Message: Begin failed with SQL exception

Sparky · August 30, 2019, 9:11am

The only possible cause I can think of is that the database has become corrupted, although the error message would generally be different.

I recommend that you shutdown the Continua CI PostgreSQL service and take a full copy of the C:\ProgramData\VSoft\ContinuaCI\PostgreSQLDB folder before doing anything.

Then start up the service again and attempt to backup the database.

Next see if there are any recent backup files. If you have upgraded recently, then there should be automatic back ups in the C:\ProgramData\VSoft\ContinuaCI\PostgreSQLDB folder. If the backups are recent enough, then try restoring over the database.

Otherwise there is a special option: zero_damaged_pages=on that you can use on postgresql.conf, see this documentation, this will allow you to run pg_dump without stopping on errors and may allow you to get a backup, although you will loose any data that cannot be read.

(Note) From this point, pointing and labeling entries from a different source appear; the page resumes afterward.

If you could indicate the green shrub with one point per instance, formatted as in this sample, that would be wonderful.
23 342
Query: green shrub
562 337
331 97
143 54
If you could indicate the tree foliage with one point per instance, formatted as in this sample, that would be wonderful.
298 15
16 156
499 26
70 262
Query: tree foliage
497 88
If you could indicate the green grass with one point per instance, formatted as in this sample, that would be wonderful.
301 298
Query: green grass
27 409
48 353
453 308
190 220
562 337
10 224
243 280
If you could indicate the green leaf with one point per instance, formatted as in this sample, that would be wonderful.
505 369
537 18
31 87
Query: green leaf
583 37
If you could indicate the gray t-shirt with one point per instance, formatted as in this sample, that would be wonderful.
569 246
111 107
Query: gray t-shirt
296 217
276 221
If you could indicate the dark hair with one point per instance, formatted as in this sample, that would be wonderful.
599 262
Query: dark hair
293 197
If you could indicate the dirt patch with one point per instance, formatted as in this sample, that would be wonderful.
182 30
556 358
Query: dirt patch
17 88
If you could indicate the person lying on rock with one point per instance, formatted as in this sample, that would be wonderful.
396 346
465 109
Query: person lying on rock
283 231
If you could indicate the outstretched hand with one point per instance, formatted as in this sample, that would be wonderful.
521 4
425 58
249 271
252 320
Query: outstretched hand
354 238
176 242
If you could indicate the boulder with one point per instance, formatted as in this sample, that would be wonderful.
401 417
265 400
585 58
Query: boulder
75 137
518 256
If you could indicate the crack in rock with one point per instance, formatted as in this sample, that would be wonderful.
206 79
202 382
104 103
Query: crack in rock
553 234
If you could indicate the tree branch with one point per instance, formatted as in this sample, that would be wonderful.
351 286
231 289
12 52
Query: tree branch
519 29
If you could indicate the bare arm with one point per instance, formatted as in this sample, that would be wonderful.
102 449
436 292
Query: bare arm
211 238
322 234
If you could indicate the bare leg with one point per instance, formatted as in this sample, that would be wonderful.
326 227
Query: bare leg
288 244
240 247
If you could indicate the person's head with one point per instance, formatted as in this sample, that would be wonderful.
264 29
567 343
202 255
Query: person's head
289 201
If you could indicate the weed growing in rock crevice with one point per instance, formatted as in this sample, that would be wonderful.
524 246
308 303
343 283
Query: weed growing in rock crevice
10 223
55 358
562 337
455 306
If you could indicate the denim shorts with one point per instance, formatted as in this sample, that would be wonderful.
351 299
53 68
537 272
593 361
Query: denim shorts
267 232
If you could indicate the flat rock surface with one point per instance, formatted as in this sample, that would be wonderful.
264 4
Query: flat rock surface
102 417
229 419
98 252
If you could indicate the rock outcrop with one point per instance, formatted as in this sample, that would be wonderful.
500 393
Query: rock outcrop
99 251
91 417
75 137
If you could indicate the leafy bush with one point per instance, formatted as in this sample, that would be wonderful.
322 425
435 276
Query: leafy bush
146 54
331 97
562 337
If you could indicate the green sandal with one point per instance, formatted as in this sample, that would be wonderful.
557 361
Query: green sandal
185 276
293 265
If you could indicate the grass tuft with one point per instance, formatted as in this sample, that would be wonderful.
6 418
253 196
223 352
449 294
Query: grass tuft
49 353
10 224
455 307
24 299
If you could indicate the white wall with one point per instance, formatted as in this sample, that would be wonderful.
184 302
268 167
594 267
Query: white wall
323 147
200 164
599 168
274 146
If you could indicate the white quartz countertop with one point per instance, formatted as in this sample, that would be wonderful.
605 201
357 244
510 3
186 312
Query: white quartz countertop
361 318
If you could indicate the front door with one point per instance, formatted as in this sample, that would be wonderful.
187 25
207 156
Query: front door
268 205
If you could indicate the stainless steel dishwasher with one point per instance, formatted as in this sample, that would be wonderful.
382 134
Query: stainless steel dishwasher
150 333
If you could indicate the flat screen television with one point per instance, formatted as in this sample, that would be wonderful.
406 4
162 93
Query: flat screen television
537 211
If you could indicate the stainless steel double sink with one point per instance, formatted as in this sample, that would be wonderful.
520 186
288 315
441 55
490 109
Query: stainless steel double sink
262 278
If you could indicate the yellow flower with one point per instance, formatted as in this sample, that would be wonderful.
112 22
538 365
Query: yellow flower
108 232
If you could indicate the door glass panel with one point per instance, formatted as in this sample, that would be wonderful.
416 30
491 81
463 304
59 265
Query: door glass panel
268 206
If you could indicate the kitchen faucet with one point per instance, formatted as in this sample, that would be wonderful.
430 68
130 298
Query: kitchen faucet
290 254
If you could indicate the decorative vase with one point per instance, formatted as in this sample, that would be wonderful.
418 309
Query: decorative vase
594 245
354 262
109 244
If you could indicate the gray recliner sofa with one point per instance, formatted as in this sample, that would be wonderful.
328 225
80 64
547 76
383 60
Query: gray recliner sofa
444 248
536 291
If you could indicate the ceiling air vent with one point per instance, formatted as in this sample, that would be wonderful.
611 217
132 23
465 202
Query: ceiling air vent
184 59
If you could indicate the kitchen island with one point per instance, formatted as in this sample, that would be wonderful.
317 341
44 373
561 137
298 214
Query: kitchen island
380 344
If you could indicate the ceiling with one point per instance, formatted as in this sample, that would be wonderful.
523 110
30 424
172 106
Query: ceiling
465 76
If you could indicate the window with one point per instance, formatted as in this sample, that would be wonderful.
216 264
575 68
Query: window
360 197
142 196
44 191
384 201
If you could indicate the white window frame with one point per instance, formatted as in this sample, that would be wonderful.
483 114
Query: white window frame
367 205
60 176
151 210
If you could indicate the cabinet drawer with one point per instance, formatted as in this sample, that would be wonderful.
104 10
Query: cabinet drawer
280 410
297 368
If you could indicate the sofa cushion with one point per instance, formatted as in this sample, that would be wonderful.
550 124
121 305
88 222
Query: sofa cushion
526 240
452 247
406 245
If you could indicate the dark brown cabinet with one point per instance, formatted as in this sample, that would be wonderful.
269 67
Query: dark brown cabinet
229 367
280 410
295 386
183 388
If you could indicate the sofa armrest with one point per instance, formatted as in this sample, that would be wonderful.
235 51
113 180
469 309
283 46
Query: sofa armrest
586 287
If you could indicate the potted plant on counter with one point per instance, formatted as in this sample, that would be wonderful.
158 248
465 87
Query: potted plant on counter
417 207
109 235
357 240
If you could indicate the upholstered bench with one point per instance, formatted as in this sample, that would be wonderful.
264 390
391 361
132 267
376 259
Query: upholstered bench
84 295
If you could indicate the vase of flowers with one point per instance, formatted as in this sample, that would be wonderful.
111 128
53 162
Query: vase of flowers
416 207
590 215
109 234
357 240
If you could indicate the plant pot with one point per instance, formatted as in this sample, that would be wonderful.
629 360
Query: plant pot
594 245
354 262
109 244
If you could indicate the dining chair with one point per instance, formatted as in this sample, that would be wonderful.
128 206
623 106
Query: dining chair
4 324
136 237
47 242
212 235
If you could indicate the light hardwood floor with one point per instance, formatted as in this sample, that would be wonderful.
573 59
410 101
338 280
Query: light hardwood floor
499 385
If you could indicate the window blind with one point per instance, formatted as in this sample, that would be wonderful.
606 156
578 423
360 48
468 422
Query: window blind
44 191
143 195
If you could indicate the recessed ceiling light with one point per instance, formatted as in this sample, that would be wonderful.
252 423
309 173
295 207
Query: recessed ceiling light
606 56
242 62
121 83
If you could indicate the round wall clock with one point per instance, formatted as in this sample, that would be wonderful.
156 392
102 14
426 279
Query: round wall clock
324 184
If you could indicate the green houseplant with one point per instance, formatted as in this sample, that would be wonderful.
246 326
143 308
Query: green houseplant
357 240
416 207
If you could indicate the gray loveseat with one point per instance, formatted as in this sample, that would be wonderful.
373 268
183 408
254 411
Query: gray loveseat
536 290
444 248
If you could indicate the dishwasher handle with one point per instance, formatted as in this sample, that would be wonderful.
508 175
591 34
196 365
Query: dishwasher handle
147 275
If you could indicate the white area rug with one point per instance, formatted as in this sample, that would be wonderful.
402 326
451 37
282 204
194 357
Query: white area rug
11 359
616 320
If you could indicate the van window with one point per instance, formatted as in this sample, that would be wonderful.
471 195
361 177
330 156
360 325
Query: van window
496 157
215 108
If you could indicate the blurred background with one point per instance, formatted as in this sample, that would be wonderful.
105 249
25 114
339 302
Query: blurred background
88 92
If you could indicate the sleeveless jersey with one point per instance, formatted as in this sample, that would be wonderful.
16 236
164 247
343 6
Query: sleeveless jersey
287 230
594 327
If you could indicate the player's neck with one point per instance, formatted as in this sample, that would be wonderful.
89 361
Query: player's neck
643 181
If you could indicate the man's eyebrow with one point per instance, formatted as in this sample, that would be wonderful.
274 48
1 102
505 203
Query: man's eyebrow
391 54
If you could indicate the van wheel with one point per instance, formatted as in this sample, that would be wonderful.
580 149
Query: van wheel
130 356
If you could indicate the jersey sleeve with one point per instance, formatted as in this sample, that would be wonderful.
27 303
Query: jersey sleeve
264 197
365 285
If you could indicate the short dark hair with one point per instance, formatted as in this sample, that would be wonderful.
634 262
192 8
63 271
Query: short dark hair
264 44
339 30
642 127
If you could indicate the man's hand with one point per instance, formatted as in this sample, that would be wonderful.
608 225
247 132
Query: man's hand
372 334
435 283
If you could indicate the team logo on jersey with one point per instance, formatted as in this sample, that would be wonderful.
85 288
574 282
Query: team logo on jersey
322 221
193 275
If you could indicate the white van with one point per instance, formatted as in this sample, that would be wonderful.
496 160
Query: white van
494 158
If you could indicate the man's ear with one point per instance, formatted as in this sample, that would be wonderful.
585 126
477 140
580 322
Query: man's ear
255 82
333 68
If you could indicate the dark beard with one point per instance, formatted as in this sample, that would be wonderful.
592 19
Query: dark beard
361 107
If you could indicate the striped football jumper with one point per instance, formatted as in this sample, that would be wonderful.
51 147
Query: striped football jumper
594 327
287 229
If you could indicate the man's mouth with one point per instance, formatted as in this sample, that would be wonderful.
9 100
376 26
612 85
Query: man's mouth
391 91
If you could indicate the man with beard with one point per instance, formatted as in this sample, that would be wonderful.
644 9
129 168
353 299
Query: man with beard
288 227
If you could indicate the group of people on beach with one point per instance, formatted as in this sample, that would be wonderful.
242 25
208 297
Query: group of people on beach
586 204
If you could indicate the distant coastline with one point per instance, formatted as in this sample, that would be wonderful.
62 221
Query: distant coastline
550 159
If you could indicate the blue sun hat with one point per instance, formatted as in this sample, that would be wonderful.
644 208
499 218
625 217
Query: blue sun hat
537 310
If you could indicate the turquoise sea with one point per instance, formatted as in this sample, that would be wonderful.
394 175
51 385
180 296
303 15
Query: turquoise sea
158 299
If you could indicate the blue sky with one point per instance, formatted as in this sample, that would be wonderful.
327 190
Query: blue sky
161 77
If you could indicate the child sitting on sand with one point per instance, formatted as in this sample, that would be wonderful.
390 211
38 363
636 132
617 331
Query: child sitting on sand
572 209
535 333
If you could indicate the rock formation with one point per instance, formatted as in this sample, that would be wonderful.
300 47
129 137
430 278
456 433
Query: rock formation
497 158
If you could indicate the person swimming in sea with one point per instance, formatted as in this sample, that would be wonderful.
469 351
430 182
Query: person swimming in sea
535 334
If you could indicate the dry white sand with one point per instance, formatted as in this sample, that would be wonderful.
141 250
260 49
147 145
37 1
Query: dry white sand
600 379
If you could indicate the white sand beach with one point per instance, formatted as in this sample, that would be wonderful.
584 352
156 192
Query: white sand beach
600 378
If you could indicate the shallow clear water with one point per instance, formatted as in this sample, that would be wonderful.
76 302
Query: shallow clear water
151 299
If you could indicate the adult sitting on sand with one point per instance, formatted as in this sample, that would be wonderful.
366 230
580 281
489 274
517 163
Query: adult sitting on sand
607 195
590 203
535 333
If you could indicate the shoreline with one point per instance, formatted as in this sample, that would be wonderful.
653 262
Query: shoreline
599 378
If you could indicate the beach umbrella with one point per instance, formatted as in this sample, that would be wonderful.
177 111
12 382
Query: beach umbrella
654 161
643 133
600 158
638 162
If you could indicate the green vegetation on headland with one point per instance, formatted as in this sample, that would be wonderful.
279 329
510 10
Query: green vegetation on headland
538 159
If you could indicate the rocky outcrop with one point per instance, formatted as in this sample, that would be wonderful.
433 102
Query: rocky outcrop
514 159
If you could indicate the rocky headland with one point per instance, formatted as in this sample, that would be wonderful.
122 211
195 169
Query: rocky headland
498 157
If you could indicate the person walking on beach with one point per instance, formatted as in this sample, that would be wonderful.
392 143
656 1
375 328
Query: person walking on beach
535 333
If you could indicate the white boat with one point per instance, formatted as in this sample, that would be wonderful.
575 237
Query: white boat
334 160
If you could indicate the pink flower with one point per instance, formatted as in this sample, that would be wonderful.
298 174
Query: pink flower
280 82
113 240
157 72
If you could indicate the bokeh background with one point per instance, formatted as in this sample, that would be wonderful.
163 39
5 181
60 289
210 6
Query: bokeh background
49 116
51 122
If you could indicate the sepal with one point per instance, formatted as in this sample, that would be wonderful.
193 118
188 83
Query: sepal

sa_thomaslohrum · September 2, 2019, 9:35am

Hi Dave,

we’re up and running our buildserver again. However, we still face issues.

When starting Windows we do need to start the PostgreSQL service after starting the Continua.Service to avoid a permant cpu usage of 100%.
Still Continua.Service triggers a cpu usage of 100% approximately every 30-40 seconds for about 34 seconds. Involved are Continua Agent Service and two instances of the WMI Provider Host. At this time no builds are running. Disk usage is down at 0-3 percent.

Our buildserver is running on Windows 10 Pro 1903 64-Bit. It’s a virtual machine on a Xeon 4 core processor (3.30 GHz) with 32 GB of RAM, of which the vm can use 6 GB.

Vincent · September 2, 2019, 12:23pm

Continua CI doesn’t do anything with WMI directly. The fact that the vm was moved to new hardware suggests an OS or VM configuration issue.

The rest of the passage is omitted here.